Studio Art Quilt Associates
- Abbreviation: SAQA
- Formation: 1989
- Founder: Yvonne Porcella
- Headquarters: Hebron, Connecticut
- Members: 3,600 (2020)
- President: Deborah Boschert
- Executive Director: Martha Sielman
- Website: www.saqa.com

= Studio Art Quilt Associates =

Quilters art collective

The Studio Art Quilt Associates, abbreviated as SAQA, is a leading non-profit advocacy group for art quilts based in Hebron, Connecticut, in the United States.

== Formation==

In the book, American Quilts: The Democratic Art, 1780-2007, Robert Shaw states, "Contemporary quilts were rarely seen in major art publications or in museum and gallery exhibitions, and critical writing about unconventional quilts was almost nonexistent."

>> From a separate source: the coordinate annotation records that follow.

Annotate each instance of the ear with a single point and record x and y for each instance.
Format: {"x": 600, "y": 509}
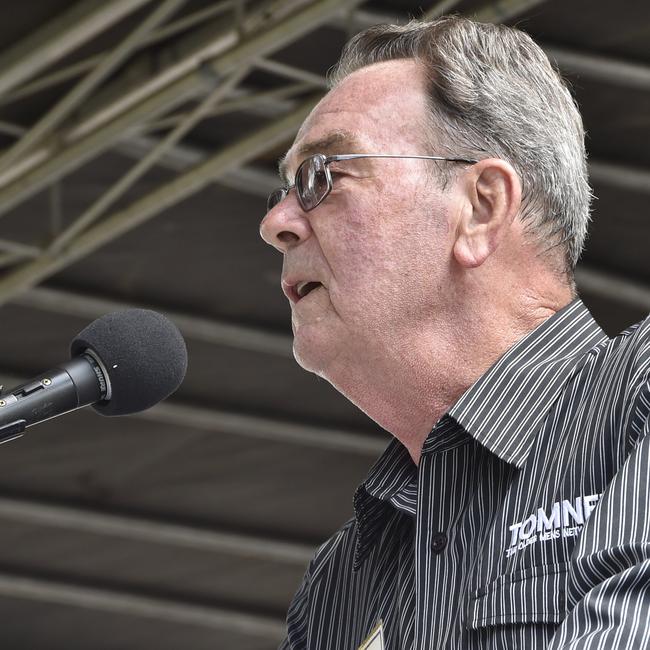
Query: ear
{"x": 492, "y": 192}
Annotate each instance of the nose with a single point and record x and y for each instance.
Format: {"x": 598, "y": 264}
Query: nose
{"x": 286, "y": 225}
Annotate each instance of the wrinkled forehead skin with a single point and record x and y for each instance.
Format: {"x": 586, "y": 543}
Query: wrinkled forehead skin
{"x": 384, "y": 106}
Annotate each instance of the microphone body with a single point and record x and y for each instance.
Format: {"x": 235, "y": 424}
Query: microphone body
{"x": 121, "y": 363}
{"x": 76, "y": 383}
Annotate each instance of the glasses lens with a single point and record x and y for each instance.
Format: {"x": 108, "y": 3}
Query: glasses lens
{"x": 274, "y": 198}
{"x": 312, "y": 183}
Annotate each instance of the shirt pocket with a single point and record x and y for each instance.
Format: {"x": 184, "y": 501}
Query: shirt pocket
{"x": 532, "y": 595}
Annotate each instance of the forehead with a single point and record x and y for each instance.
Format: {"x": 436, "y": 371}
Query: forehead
{"x": 381, "y": 108}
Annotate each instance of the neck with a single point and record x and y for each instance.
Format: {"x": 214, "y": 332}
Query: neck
{"x": 407, "y": 387}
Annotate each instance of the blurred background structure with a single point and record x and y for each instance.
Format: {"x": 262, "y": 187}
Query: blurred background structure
{"x": 138, "y": 142}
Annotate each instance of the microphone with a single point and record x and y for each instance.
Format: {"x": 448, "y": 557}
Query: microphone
{"x": 122, "y": 363}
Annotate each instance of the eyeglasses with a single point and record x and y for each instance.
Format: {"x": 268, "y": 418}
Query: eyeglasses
{"x": 313, "y": 181}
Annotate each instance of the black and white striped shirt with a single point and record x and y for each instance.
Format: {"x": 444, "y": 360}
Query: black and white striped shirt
{"x": 526, "y": 524}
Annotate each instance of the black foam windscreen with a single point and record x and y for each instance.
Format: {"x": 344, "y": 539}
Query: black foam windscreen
{"x": 143, "y": 353}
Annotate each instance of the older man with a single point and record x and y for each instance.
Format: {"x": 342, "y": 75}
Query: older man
{"x": 435, "y": 205}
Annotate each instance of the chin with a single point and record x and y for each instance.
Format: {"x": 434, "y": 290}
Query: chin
{"x": 311, "y": 354}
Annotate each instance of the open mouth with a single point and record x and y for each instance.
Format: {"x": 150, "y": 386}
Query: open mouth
{"x": 303, "y": 288}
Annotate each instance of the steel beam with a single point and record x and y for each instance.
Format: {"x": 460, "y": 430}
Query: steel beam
{"x": 232, "y": 156}
{"x": 133, "y": 604}
{"x": 60, "y": 36}
{"x": 635, "y": 179}
{"x": 206, "y": 330}
{"x": 63, "y": 108}
{"x": 616, "y": 288}
{"x": 250, "y": 180}
{"x": 73, "y": 70}
{"x": 99, "y": 207}
{"x": 500, "y": 11}
{"x": 220, "y": 422}
{"x": 183, "y": 81}
{"x": 616, "y": 72}
{"x": 154, "y": 530}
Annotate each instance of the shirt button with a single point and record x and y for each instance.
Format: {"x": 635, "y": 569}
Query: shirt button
{"x": 438, "y": 542}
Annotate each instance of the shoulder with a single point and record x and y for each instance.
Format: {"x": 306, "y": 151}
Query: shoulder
{"x": 618, "y": 371}
{"x": 341, "y": 545}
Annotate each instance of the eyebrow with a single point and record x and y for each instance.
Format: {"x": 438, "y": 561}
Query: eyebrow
{"x": 335, "y": 142}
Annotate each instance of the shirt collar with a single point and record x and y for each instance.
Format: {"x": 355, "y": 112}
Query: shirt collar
{"x": 501, "y": 410}
{"x": 504, "y": 407}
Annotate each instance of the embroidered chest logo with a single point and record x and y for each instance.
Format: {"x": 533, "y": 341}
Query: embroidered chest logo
{"x": 565, "y": 519}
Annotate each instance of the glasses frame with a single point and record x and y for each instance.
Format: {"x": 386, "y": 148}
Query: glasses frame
{"x": 279, "y": 194}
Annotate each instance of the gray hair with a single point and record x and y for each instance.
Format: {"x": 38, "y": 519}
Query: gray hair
{"x": 493, "y": 92}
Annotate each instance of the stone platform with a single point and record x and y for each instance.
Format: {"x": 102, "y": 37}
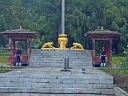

Shaw further writes, "Realizing that they could not wait for attention to come to them, artist-quiltmakers began to take matters into their own hands. In 1989, California quiltmaker Yvonne Porcella founded Studio Art Quilt Associates, a nonprofit advocacy group dedicated to "serving artists working in the art quilt medium." The first Board of Directors consisted of Yvonne Porcella, Holly Junker, Beth Gutcheon, Marti Michell, and Roderick Kiracofe. SAQA sought to establish the place of artist-made quilts among contemporary fine art, to serve as a forum for the professional development of quilt artists, and to act as an informative resource for curators, dealers, art consultants, teachers, students, and collectors. An initial group of about fifty quilt artists contributed seed money and volunteered time to implement the founding of the organization, which continues to be a strong voice today".

==Defining the Art Quilt==

In the past, SAQA had defined the art quilt as: "A contemporary art work exploring and expressing aesthetic concerns common to the whole range of visual arts, painting, printing, photography, graphic design, assemblage, and sculpture, which retains however through material or technique a clear relationship to the folk art quilt from which it descends".

As of 2012, in response to a membership survey, SAQA has broadened the working definition of an art quilt to, "A creative visual work that is layered and stitched or that references this form of stitched layered structure".